- Waldo Location of Waldo in British Columbia
- Coordinates: 49°11′59″N 115°13′03″W﻿ / ﻿49.19972°N 115.21750°W
- Country: Canada
- Province: British Columbia
- Region: East Kootenay
- Regional district: East Kootenay

= Waldo, British Columbia =

Ghost town in British Columbia, Canada

Waldo is a ghost town in the East Kootenay region of southeastern British Columbia. About 2 km north of Krag (another ghost town), the remnants are submerged beside the east shore of Lake Koocanusa, just north of the mouth of the Elk River. Off BC Highway 93, the site is by road about 69 km southwest of Cranbrook and 48 km southeast of Fernie.

==Name origin==
Formerly called Crow's Nest Landing, the town began in the 1890s as a refuelling point for the wood-burning steamboats travelling the Kootenay River. At the time, William Waldorf Waldo, a real estate speculator, acquired extensive land for subdivision. Upper Waldo was the main settlement and Lower Waldo was downstream.

==Railways==
In September 1902, the rail head of the Great Northern Railway (GN) advanced northward through the locality. Waldo was the main lumber town on this GN route.

The flag stop, which opened around 1911, was 4.8 mi north of Dorr and 6.2 mi south of Baynes. Around 1924, the station moved about 1.4 mi northward and served as late as 1935, but had closed by 1936 with the abandonment of the Elko, BC–Rexford, Montana section of track that year.

In 1912, the Canadian Pacific Railway (CP) built its Waldo subdivision southward from Caithness, crossing the GN track about 5.7 mi north of the station. CP abandoned the route in 1928.

==Lumber==
In 1905, the Ross brothers built a sawmill at the mouth of the Elk River. The next year, they partnered with a Saskatchewan-based lumber dealer named Telford to form Ross-Saskatoon Lumber. Selling the mill to Malcolm and Hugh H. McInnes, the brothers built a new mill adjacent to Lower Waldo. Encountering an acute labour shortage, the manager sent an agent east to hire experienced French-Canadian mill workers. Ross-Saskatoon mostly logged on the western side of the Kootenay River. The company acquired two Shay locomotives and laid narrow-gauge railway trackage to transport logs to the mouth of Englishman Creek, from where the log rafts were towed to the mill. The mill closed in 1923. Finding no buyers, the Shays were cut up for scrap at Waldo in 1927.

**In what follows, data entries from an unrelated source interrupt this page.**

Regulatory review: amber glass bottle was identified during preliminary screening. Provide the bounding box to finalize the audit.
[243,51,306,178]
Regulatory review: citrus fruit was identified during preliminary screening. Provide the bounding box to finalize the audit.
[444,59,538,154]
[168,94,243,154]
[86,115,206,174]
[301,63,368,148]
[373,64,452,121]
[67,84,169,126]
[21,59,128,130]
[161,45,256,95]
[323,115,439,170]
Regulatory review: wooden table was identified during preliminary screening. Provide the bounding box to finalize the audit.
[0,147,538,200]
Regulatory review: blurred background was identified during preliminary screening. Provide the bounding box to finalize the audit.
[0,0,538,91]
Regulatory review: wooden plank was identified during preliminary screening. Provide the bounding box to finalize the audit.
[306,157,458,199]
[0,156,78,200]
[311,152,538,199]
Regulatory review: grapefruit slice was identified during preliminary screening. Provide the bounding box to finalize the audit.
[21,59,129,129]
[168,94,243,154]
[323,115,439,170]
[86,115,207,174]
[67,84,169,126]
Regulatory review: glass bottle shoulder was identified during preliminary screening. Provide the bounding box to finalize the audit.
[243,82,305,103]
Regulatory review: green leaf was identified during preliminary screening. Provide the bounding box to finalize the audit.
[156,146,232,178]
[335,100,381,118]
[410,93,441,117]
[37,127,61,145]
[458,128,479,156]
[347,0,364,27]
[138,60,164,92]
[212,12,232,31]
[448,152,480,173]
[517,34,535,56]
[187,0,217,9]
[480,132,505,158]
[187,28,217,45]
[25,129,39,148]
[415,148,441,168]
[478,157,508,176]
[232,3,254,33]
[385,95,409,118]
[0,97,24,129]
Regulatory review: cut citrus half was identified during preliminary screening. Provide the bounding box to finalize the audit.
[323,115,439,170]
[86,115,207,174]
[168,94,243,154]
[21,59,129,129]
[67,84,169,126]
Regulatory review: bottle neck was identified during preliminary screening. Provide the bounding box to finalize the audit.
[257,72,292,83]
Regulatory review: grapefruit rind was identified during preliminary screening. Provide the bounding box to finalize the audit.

In 1907, Baker-McNab Lumber Co. built a mill in Upper Waldo. The company logged on the eastern side of river. In 1929, when a fire started near this mill, the company chose not to rebuild. The combined capacity of the two mills (each 75,000 feet per day) had exceeded the available forest resources, making their operations unprofitable.

==Community==
J. M. Agnew was the inaugural postmaster 1906–1908. At Lower Waldo were a boarding house and pool hall. In later years, a schoolhouse, general store, barbershop, leather repairer, and garage existed. The 1929 fire destroyed almost the entire town, leaving only the Anglican church and a few buildings in South Waldo. The town was largely rebuilt.
With the end of the lumber industry, the community struggled, relying upon agriculture. The success of ranching during the Great Depression led to the formation of the Waldo Stock Breeders Livestock Association. By the mid-1950s, the village comprised two small stores, a school, a dilapidated hotel, and many empty houses. The post office closed in 1967.

==Reservoir==
The reservoir for the Libby Dam in Montana submerged the site in the early 1970s. Prior to the flooding, the historic church building was relocated to Baynes Lake. BC Hydro set fire to almost all the remaining buildings, including the once magnificent three-room school. Resting upon concrete piers, the 1920s-era bridge spanning the Kootenay was dynamited.

==Ferry and bridges==
In 1896, Capt. Tom Flowers installed a cable ferry across the Elk River, near the mouth. Although a ford existed on the old Kalispell Trail near Mott's road house, trail users had to use the ferry during high water. The next year, a flood briefly took out the ferry. In 1898, the ferry broke away while transporting six men and two horse teams. Carried nearly to Tobacco Plains, the ferry landed on a small island 7 mi downriver.

By 1910, a rickety suspension bridge spanned the Kootenay River at Waldo. Each spring, the planks were removed to avoid being swept away by floods. Around 1923, a Howe truss was built to carry the logging rail line across the river. This bridge also allowed vehicular access to towns westward via rudimentary logging trails.